At start of a soccer match just a few minutes after the beginning, player felt a tension in his right adductor. He felt no pain or discomfort in his adductor this season and he has no chronic problems with his adductors or pubic bone. Pain started as a sharp sensation during change of direction, but straight runs were painless. He continued playing until he tried to jump and on ground contact pain exploded. He described it as if someone stabbed a knife in his leg, near the groin. He quitted the match immediately.
MRI was done the day after and it showed injury to adductor magnus insertion to femur. Injury was wrongly graded as a grade 1-2 stretch as there was no big muscle tear, more like continuous muscle injury with peak at distal femur insertion. Luckily there was no avulsion fracture.
MRI of adductor magnus injury taken the following day (01.11.2021).
We started immediate therapy, but the greatest challenge was the depth of the injury more than 5 cm in the muscle.

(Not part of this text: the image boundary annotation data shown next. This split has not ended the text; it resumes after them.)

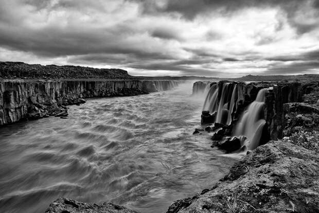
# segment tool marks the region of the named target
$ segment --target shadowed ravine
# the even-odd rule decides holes
[[[94,99],[0,129],[0,206],[44,212],[59,197],[162,212],[223,177],[235,159],[192,135],[203,97],[191,82],[149,95]]]

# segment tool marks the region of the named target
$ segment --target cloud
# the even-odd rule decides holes
[[[314,72],[318,9],[319,0],[2,1],[0,61],[134,75]]]

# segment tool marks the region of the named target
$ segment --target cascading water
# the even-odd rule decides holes
[[[232,114],[237,99],[237,85],[233,83],[223,84],[219,102],[219,92],[218,84],[211,85],[207,93],[203,110],[209,111],[212,114],[217,112],[216,121],[229,125],[232,122]]]
[[[262,129],[266,122],[264,120],[264,108],[265,94],[267,89],[258,92],[256,100],[249,106],[237,125],[235,135],[244,135],[247,139],[242,141],[249,150],[253,150],[259,145]]]
[[[210,86],[210,84],[209,84]],[[218,94],[218,85],[213,84],[207,92],[206,98],[204,102],[203,110],[208,110],[213,113],[216,111],[215,105],[217,104],[217,94]]]
[[[232,99],[231,100],[231,104],[229,104],[229,109],[228,110],[228,118],[227,119],[227,125],[229,125],[232,123],[233,120],[232,118],[232,114],[233,113],[235,104],[237,98],[237,85],[235,85],[233,90],[232,94]]]
[[[223,90],[222,91],[222,95],[219,101],[219,105],[218,106],[218,111],[217,112],[217,119],[216,121],[218,123],[222,122],[222,119],[223,118],[223,110],[224,109],[225,105],[224,101],[225,98],[227,97],[227,87],[230,85],[230,83],[226,83],[223,84]],[[227,109],[227,108],[226,108]]]

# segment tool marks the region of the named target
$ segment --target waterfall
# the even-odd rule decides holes
[[[235,85],[233,90],[233,93],[232,94],[232,99],[231,100],[231,104],[229,104],[229,109],[228,113],[228,118],[227,119],[227,125],[229,125],[232,123],[232,113],[234,110],[234,107],[236,102],[236,99],[237,99],[236,95],[237,95],[237,85]]]
[[[221,90],[219,90],[218,84],[210,87],[207,93],[203,110],[208,110],[210,114],[217,112],[216,121],[229,125],[232,122],[232,113],[237,99],[237,85],[234,86],[233,83],[224,83],[222,86]],[[221,92],[221,94],[219,95]]]
[[[210,82],[208,82],[204,89],[204,95],[206,95],[210,89]]]
[[[235,130],[235,135],[244,135],[247,137],[246,140],[242,141],[242,145],[245,145],[249,150],[254,149],[259,145],[266,122],[263,111],[267,91],[267,89],[262,89],[258,92],[256,100],[249,105]]]
[[[229,83],[226,83],[223,84],[223,89],[222,90],[222,95],[220,97],[220,100],[219,101],[219,105],[218,106],[218,111],[217,111],[217,119],[216,122],[220,123],[222,121],[223,109],[224,109],[224,105],[225,104],[224,101],[225,98],[227,97],[227,87],[229,85]]]
[[[208,84],[209,86],[210,86],[210,84]],[[207,86],[206,86],[207,87]],[[206,90],[206,89],[205,89]],[[210,112],[212,113],[214,111],[211,110],[211,103],[216,102],[217,102],[217,96],[218,94],[218,85],[217,84],[213,84],[209,90],[208,91],[206,98],[205,98],[205,101],[204,102],[204,105],[203,106],[203,110],[208,110]],[[213,108],[214,110],[215,109]]]

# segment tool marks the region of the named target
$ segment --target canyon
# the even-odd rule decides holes
[[[166,91],[182,82],[138,79],[118,69],[17,62],[0,63],[0,74],[3,127],[50,115],[65,118],[70,112],[68,105],[85,103],[85,99]],[[173,202],[168,213],[319,210],[318,81],[198,81],[192,96],[203,97],[203,103],[202,115],[198,115],[201,127],[194,136],[210,138],[212,150],[242,157],[210,188]],[[103,110],[108,109],[103,106]],[[114,114],[120,114],[117,110]],[[101,125],[96,127],[99,131],[102,128],[111,131]],[[127,135],[129,138],[133,135]],[[85,149],[85,157],[95,153],[97,148],[91,147]],[[94,211],[136,212],[109,203],[59,198],[46,212]]]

For that we have to use special long needles, usually used for lumbar puncture. It is hard to watch but in fact quite painless procedure if done properly with right technique. Adequate knowledge of anatomy and topography is needed to avoid major nerves and blood vessels in the area.
Ultrasound guided injection to adductor magnus
In addition to the injection therapy, physical therapy and exercise program is done. Exercise program is very low intensity just to provoke muscle fibers to regenerate and not strong enough to tear them and make more damage. Control MRI is planned 6 days after the injury.
Control MRI was done 8 days after the injury. Results were astonishing, practically complete regression of the injury with only small part of injury remaining. Patient is advised to continue with exercise program and gradually start running. Return to full activity and ability to play soccer match is expected within 7-10 days, depending on his personal assessment.
Comparation 8 days pot injury of adductor magnus, before(left) and after(right) the therapy
Why so long to return to match if the muscle is fully healed, you might ask. When injury happens without known mechanical cause, it usually means that the muscle is weaker then needed and it brakes spontaneously. After full healing even thou muscle is fully functional, it is even weaker than before the injury and we must give him time to catchup with the rest of the muscles. Too quick return to play after the injury even when muscle is fully healed usually leads to repeated injury.